Nous montons dans un minibus après êtres sortis les « gents » d’un côté et les « ladies » de l’autre et nous voilà à rouler sur le tarmac en direction de notre avion de la Yeti Air au logo en forme de plante de pied ou plutôt de patte.

A notre descente du bus c’est le choc ! Un « petit avion jouet » nous attend, un matatu [2] avec deux ailes et deux réacteurs dans lequel nous montons par un marche pied de 3 degrés pour nous retrouver assis sur de vieux fauteuils que l’on dirait récupérés sur les bus de Katmandou et que l’on atteint en se baissant pour ne pas se cogner la tête. On a la vue directe sur le cockpit et son pilote qui tient au-dessus de lui une poignée dont j’hésite à dire si elle manœuvre un siège éjectable ou sert simplement à se tenir en cas de secousses. Un fou rire irrésistible nous prend et les réflexions fusent qui rajoutent encore à l’hilarité générale. « Vous croyez que les essuie-glaces - qui semblent effectivement des antiquités - se manœuvrent à la main comme sur la vieille micheline Ajaccio/Bastia » ?
« Au moins fermez la porte de la cabine qu’on ne voit pas le chauffeur ! »

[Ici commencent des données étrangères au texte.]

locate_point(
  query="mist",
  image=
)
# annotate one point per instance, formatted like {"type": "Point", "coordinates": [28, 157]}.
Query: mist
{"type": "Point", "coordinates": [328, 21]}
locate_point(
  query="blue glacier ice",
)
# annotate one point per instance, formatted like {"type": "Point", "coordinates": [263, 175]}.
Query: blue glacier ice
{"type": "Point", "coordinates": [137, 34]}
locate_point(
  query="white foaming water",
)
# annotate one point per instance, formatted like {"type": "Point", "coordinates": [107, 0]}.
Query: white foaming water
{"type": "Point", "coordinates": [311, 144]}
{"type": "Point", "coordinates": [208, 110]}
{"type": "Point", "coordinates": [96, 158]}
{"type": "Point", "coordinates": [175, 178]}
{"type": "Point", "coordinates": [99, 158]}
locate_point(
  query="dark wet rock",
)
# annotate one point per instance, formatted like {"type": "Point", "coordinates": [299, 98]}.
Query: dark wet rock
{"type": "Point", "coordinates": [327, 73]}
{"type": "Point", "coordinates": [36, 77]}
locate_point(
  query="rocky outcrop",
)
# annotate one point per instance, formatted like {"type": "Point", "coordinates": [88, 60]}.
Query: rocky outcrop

L’hilarité atteint des sommets quand l’hôtesse, car Yéti Air même pour un si court vol dans un si petit appareil a affecté une charmante hôtesse en tenue traditionnelle népalaise ce qui rajoute encore à sa grâce, quand cette jeune et jolie demoiselle donc, passe en se courbant dans les rangs pour proposer un bonbon à la menthe… et du coton pour se boucher les oreille !!

Olivier [3] s’assied à l’arrière, peut-être à cause de son statut ou peut-être pour être à côté de l’hôtesse. Si le matatu volant doit s’écraser au moins que notre guide puisse se réfugier dans des bras agréables, accueillants et salvateurs…

A son démarrage l’avion nous surprend par l’impression de force et de puissance qu’il donne malgré sa taille. Le vol Katmandou / Lukla dure 45 minutes, juste assez de temps pour que l’appareil monte à 4000 mètres et redescende à 2800 mètres, altitude du village népalais. Rapidement nous vous trouvons au-dessus des champs… mais au-dessous du sommet des montagnes et l’avion va donc voler au milieu d’elles. C’est bien la première fois qu’en avion, pour regarder le sol on lève la tête ! A l’avant, deux japonaises qui ont dû acheter leur carte du Népal dans un magasin de farces et attrapes croient sans arrêt voir sur leur gauche l’Everest alors que celui-ci est sur notre droite et surtout est invisible du vol…

Nous n’avons pas senti l’amorce de la petite descente mais par contre nous voyons la montagne et les arbres se rapprocher à toute allure. Le pilote tire sur la poignée mystère et nous nous trouvons à passer par une brèche et, celle-ci franchie, face à une piste, enfin je ne sais si le mot convient bien, pour désigner la langue de bitume, étroite et courte comme une impasse de Katmandou, fermée par un immense mur de roche grise qui parait nous foncer dessus.

Avec une maîtrise incroyable, le pilote tire sur la poignée, l’avion se pose sans secousses, ralentit et tourne à 90 degrés…juste avant la paroi rocheuse. Nous sommes arrivés. Personne ne peut retenir ses applaudissements en se demandant comment il a fait. On vérifiera ensuite que l’impasse fait 100 mètres de long et 4 à 5 mètres de large ...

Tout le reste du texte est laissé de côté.